D’innombrables pays insistent avec raison sur l’importance de développer chez les élèves les sens de l’observation, de l’expérimentation, de l’analyse et de l’interprétation. Quand ils demandent aux enseignants d’ encourager les élèves à formuler des hypothèses, à les tester et à en tirer des conclusions, cela ne signifie pas que la méthode de l’enseignement explicite devienne pour autant incompatible avec de tels objectifs. L’enseignement explicite est capable de s’adapter à pareilles injonctions et il sait dorénavant à quels paramètres se montrer attentif.

Car en fonction de la théorie de la charge cognitive, différents recherches démontrent les paramètres d’adaptation à respecter : avec des étudiants maîtrisant moins de concepts ou d’habiletés il s’agit de commencer les travaux de sciences par de l’enseignement explicite. Cela leur permet de traiter moins d’informations simultanément. Une fois que le degré de maîtrise s’est inversé, les travaux de recherche-expérimentation peuvent se dérouler dans des conditions optimales.

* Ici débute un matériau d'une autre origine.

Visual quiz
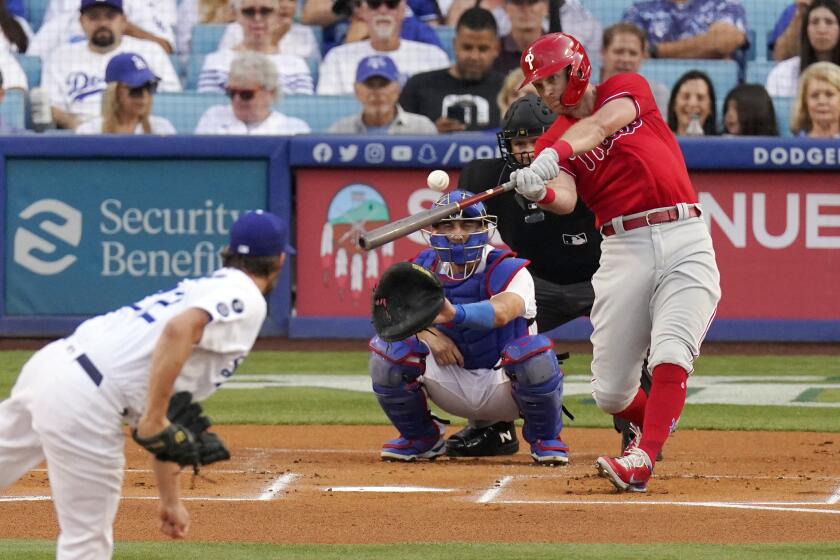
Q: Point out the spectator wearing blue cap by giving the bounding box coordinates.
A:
[327,54,437,134]
[41,0,181,129]
[76,53,175,134]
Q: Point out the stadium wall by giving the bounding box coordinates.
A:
[0,134,840,342]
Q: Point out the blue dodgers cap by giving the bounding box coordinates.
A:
[79,0,123,12]
[105,53,160,87]
[230,210,295,257]
[356,54,400,82]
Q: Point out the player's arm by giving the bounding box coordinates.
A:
[656,21,747,58]
[137,307,210,437]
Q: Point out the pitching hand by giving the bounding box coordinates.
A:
[510,168,545,202]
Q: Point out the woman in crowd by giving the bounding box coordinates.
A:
[723,84,779,136]
[790,62,840,138]
[668,70,717,136]
[198,0,315,95]
[76,53,175,134]
[767,0,840,97]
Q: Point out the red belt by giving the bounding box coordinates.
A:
[601,205,700,237]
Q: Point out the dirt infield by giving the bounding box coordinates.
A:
[0,426,840,543]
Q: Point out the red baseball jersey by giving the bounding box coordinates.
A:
[536,73,697,226]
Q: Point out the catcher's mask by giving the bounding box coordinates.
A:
[519,33,592,107]
[496,93,557,169]
[423,189,496,280]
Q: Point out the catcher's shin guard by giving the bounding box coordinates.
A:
[369,336,438,440]
[502,335,569,464]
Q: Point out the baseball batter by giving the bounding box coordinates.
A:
[0,211,294,560]
[370,190,569,465]
[514,33,720,492]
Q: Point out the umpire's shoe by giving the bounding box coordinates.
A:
[446,422,519,457]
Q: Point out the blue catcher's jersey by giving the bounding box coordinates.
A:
[413,249,529,369]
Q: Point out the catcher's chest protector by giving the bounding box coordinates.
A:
[414,249,528,369]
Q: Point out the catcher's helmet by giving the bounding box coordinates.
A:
[519,33,592,107]
[423,189,496,280]
[496,93,557,169]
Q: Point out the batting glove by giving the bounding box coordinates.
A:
[526,148,560,180]
[510,167,545,202]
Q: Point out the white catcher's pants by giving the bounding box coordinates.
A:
[0,340,125,560]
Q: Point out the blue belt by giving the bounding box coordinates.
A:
[76,354,102,387]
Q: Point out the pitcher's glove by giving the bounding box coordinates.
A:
[133,391,230,470]
[372,262,444,342]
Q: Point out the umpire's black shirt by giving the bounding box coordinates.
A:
[458,158,601,285]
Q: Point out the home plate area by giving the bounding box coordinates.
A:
[0,426,840,543]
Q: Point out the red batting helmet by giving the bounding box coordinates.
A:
[519,33,592,107]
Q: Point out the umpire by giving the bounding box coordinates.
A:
[446,93,644,457]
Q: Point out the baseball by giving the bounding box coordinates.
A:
[426,169,449,192]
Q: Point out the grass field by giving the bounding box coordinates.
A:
[0,351,840,560]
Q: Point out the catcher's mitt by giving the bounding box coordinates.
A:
[372,262,444,342]
[133,391,230,469]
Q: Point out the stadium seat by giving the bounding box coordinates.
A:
[747,60,776,85]
[0,89,26,128]
[15,54,41,89]
[152,91,361,134]
[640,58,738,102]
[24,0,50,31]
[278,95,362,132]
[773,97,796,136]
[190,23,227,54]
[572,0,633,28]
[433,25,455,62]
[741,0,793,60]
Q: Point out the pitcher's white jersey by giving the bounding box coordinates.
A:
[41,37,181,120]
[69,268,266,421]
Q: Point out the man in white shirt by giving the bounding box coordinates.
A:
[195,52,311,135]
[0,210,294,559]
[41,0,181,128]
[317,0,449,95]
[26,0,177,57]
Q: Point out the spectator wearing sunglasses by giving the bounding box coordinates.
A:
[41,0,181,129]
[318,0,449,95]
[327,54,437,134]
[195,51,311,136]
[198,0,315,95]
[76,53,175,134]
[219,0,321,62]
[400,8,505,133]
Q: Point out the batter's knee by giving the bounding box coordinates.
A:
[592,386,638,414]
[648,338,700,373]
[368,336,429,387]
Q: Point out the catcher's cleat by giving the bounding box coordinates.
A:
[446,422,519,457]
[595,446,653,492]
[531,438,569,467]
[379,420,446,463]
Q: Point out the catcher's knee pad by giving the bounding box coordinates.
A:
[368,336,429,387]
[502,335,563,442]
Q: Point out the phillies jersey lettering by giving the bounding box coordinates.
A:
[536,73,697,226]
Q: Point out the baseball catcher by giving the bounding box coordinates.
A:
[370,190,569,465]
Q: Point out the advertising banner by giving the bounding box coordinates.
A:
[4,158,268,316]
[297,168,840,321]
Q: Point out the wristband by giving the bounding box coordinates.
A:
[537,187,557,204]
[551,140,575,162]
[452,300,496,330]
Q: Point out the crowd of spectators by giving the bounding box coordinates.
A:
[0,0,840,137]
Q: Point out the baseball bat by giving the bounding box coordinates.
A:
[359,181,515,251]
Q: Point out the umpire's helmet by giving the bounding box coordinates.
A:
[496,93,557,169]
[423,189,496,280]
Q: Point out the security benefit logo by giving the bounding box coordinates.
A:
[321,183,394,305]
[14,198,82,276]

Mais pour les étudiants possédant un haut niveau de connaissances et d’habiletés, il est préférable de commencer par des activités de découverte et d’exploration et de ne recourir à l’enseignement explicite que dans un deuxième temps.

REMARQUE
Une grande partie du contenu de ce blog est tirée de l’article de Zhang, L. et Sweller, J. (2024) cité ci-dessous. Aucune traduction française de cet article n’étant disponible à notre connaissance, il nous a paru utile d’en exposer les idées principales aux lectorat francophone.


OUVRAGES CITÉS :
Chen, O., Kalyuga, S., & Sweller, J. (2015). The worked example effect, the generation effect, and element interactivity. Journal of Educational Psychology, 107(3), 689–704.

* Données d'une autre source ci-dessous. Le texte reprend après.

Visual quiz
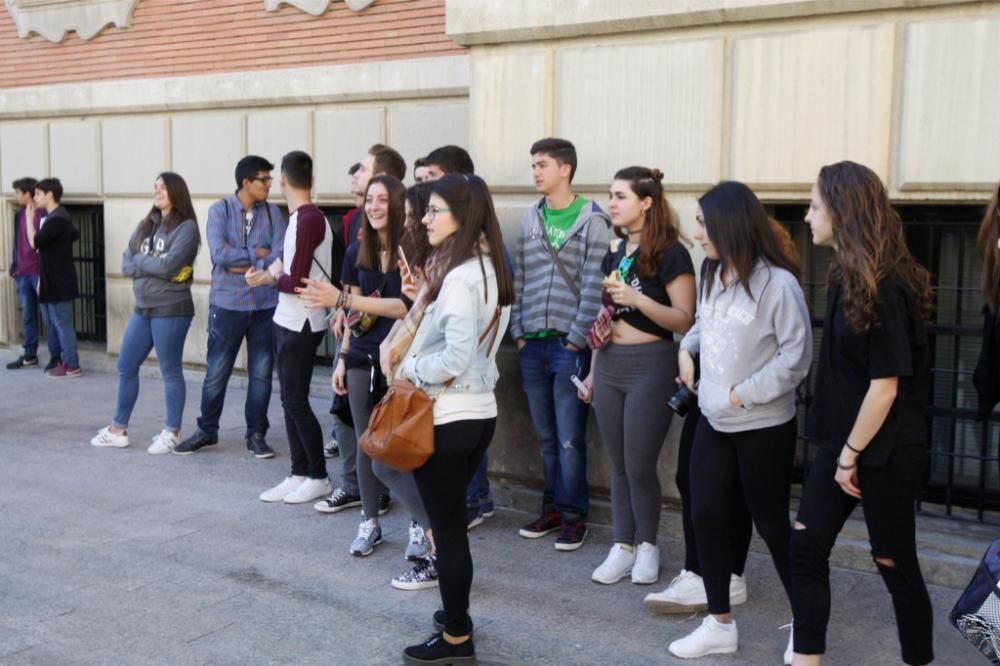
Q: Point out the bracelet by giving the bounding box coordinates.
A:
[837,456,858,470]
[844,439,864,456]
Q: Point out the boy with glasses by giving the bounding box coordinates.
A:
[173,155,287,458]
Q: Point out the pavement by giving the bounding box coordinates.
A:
[0,348,986,666]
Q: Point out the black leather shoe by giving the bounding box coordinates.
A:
[403,633,476,664]
[174,430,219,456]
[7,356,38,370]
[247,432,274,458]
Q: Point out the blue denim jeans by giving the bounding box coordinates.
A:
[465,453,493,508]
[15,275,61,358]
[198,305,274,438]
[113,312,192,432]
[518,338,590,522]
[42,301,80,368]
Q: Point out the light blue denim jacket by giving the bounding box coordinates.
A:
[400,256,510,396]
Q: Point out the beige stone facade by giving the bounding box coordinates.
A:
[0,0,1000,492]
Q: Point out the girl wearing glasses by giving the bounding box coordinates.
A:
[90,171,201,454]
[669,182,812,659]
[791,162,934,666]
[388,175,514,664]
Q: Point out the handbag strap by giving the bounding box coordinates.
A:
[537,213,580,300]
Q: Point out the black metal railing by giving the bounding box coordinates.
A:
[769,204,1000,521]
[66,205,108,342]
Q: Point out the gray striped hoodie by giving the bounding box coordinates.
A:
[510,197,611,349]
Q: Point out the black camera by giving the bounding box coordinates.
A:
[667,384,698,416]
[667,354,701,416]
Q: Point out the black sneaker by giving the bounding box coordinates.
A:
[434,608,476,638]
[323,439,340,458]
[313,488,361,513]
[173,430,219,456]
[517,511,562,539]
[403,632,476,665]
[556,520,587,550]
[465,504,483,530]
[7,356,38,370]
[247,432,274,458]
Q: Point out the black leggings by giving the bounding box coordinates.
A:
[674,404,753,576]
[691,418,796,615]
[791,448,934,665]
[413,417,497,636]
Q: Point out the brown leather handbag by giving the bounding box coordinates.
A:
[358,307,500,472]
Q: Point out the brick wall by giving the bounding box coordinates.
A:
[0,0,463,88]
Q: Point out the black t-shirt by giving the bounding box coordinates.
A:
[341,236,403,356]
[601,241,694,339]
[808,276,930,467]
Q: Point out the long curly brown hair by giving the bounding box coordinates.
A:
[816,161,934,331]
[614,166,680,278]
[976,183,1000,314]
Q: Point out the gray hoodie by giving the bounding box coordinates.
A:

Chen, O., Kalyuga, S., & Sweller, J. (2017). The expertise reversal effect is a variant of the more general element interactivity effect. Educational Psychology Review, 29, 393–405.

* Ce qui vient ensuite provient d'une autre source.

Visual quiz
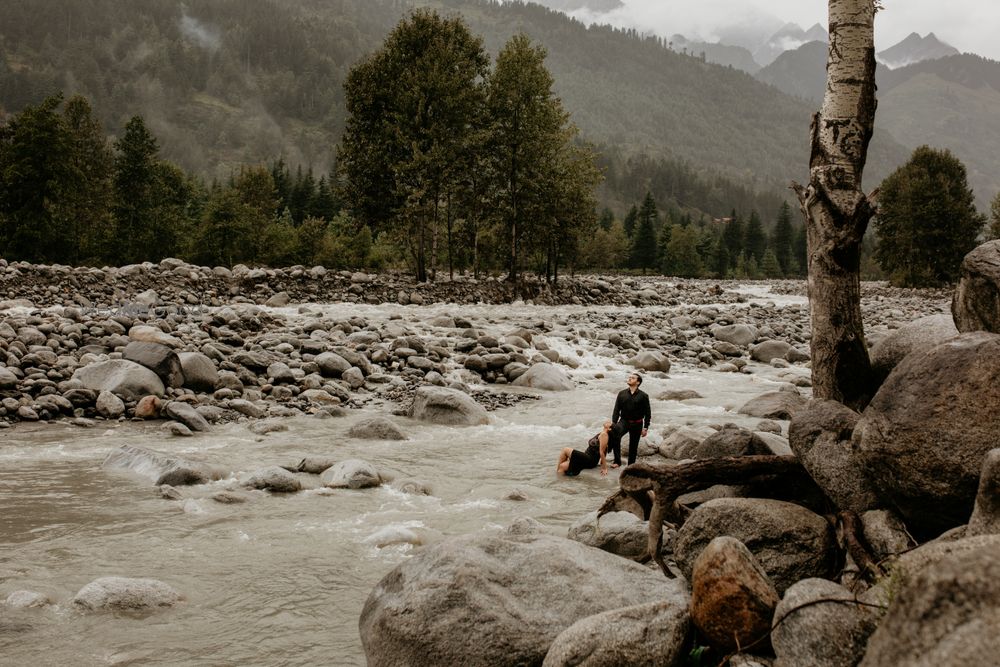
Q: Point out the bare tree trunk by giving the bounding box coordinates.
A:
[792,0,876,410]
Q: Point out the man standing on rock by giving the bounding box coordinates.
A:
[609,373,652,468]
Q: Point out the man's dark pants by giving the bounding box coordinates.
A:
[608,420,642,465]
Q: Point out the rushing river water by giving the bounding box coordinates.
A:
[0,299,808,666]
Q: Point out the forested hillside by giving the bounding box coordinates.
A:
[0,0,906,209]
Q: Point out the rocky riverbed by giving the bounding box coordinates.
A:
[0,259,948,434]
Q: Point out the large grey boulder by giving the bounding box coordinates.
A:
[410,385,490,426]
[246,466,302,493]
[853,331,1000,539]
[177,352,219,393]
[347,417,406,440]
[73,359,163,401]
[313,352,352,377]
[690,535,778,653]
[73,577,183,612]
[542,601,691,667]
[674,498,836,593]
[771,579,879,667]
[951,239,1000,333]
[739,391,808,419]
[101,445,225,486]
[163,401,212,431]
[628,350,670,373]
[359,522,689,667]
[122,341,184,387]
[511,363,574,391]
[788,399,879,513]
[566,510,649,559]
[319,459,382,489]
[712,324,757,347]
[861,538,1000,667]
[870,314,958,381]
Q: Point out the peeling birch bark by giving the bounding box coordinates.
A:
[792,0,876,411]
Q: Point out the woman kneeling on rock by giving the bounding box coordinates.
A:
[556,421,614,477]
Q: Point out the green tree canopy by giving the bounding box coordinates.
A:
[874,146,985,287]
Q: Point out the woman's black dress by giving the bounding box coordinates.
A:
[566,433,601,476]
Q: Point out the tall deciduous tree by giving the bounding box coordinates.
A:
[338,10,489,280]
[792,0,876,409]
[874,146,986,287]
[487,33,575,281]
[0,96,77,262]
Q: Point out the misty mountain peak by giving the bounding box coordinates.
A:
[876,32,958,69]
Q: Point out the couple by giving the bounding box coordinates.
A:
[556,373,651,476]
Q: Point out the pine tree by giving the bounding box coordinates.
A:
[744,211,767,264]
[760,248,784,278]
[722,211,744,257]
[771,202,795,274]
[622,204,639,239]
[630,192,660,273]
[112,116,163,264]
[0,95,78,262]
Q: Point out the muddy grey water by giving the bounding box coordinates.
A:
[0,298,808,665]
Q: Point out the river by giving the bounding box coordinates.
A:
[0,299,808,666]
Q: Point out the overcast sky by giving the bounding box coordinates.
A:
[579,0,1000,60]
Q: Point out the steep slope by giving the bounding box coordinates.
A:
[0,0,905,198]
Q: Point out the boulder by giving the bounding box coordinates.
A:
[163,401,212,431]
[177,352,219,393]
[359,521,689,667]
[319,459,382,489]
[771,579,879,667]
[870,314,958,382]
[101,445,224,486]
[94,391,125,419]
[788,399,879,513]
[852,331,1000,539]
[246,466,302,493]
[566,510,649,559]
[313,352,351,377]
[691,536,779,654]
[661,424,771,459]
[628,350,670,373]
[128,324,183,348]
[347,417,407,440]
[542,601,691,667]
[951,239,1000,334]
[512,363,574,391]
[73,359,163,401]
[739,391,808,419]
[750,340,792,364]
[73,577,183,612]
[861,538,1000,667]
[674,498,836,593]
[410,386,490,426]
[712,324,757,347]
[122,341,184,387]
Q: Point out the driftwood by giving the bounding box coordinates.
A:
[597,456,824,578]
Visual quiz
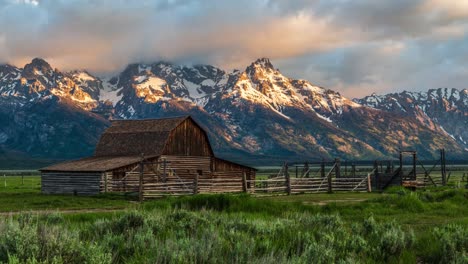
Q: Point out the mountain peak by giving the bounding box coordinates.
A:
[24,58,53,76]
[251,58,274,69]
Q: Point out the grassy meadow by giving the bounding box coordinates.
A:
[0,171,468,263]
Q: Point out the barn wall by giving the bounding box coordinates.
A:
[159,155,211,179]
[213,158,255,180]
[163,119,213,156]
[41,172,101,195]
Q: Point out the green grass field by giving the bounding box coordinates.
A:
[0,176,468,263]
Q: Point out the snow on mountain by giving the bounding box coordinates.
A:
[0,58,468,163]
[355,88,468,148]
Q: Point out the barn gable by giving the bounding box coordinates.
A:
[41,116,255,195]
[95,116,213,156]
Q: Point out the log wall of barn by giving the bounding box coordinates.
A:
[163,119,213,156]
[158,155,211,179]
[41,172,101,195]
[213,158,255,180]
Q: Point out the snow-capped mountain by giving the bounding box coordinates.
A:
[355,88,468,150]
[0,58,102,110]
[0,58,468,167]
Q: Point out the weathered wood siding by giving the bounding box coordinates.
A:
[213,158,255,183]
[41,172,101,195]
[159,156,211,179]
[163,119,213,156]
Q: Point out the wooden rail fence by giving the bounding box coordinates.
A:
[101,159,372,200]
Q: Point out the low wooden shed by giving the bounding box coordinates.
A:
[40,116,255,197]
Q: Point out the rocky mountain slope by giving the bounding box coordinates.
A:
[0,59,468,167]
[355,88,468,150]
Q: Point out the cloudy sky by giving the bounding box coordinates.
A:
[0,0,468,97]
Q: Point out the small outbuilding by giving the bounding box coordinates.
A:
[40,116,256,197]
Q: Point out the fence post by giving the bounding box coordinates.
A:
[335,159,341,178]
[103,172,107,193]
[242,171,247,193]
[138,155,144,202]
[320,160,325,178]
[193,171,199,194]
[163,159,167,182]
[367,173,372,192]
[284,163,291,195]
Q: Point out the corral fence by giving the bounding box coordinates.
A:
[97,152,468,200]
[247,159,372,195]
[101,160,372,200]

Chen, O., Paas, F., & Sweller, J. (2023). A cognitive load theory approach to defining and measuring task complexity through element interactivity. Educational Psychology Review, 35, 63
De Jong, T., Lazonder, A. W., Chinn, C. A., Fischer, F., Gobert, J., Hmelo-Silver, C. E., Koedinger, K. R., Krajcik, J. S., Kyza, E. A., Linn, M. C., Pedaste, M., Scheiter, K., & Zacharia, Z. C. (2023). Let’s talk evidence – the case for combining inquiry-based and direct instruction. Educational Research Review, 39, 1–14.
Zhang, L. and J. Sweller (2024). “Instructional sequences in science teaching: considering element interactivity when sequencing inquiry-based investigation activities and explicit instruction.” European Journal of Psychology of Education: 1-11.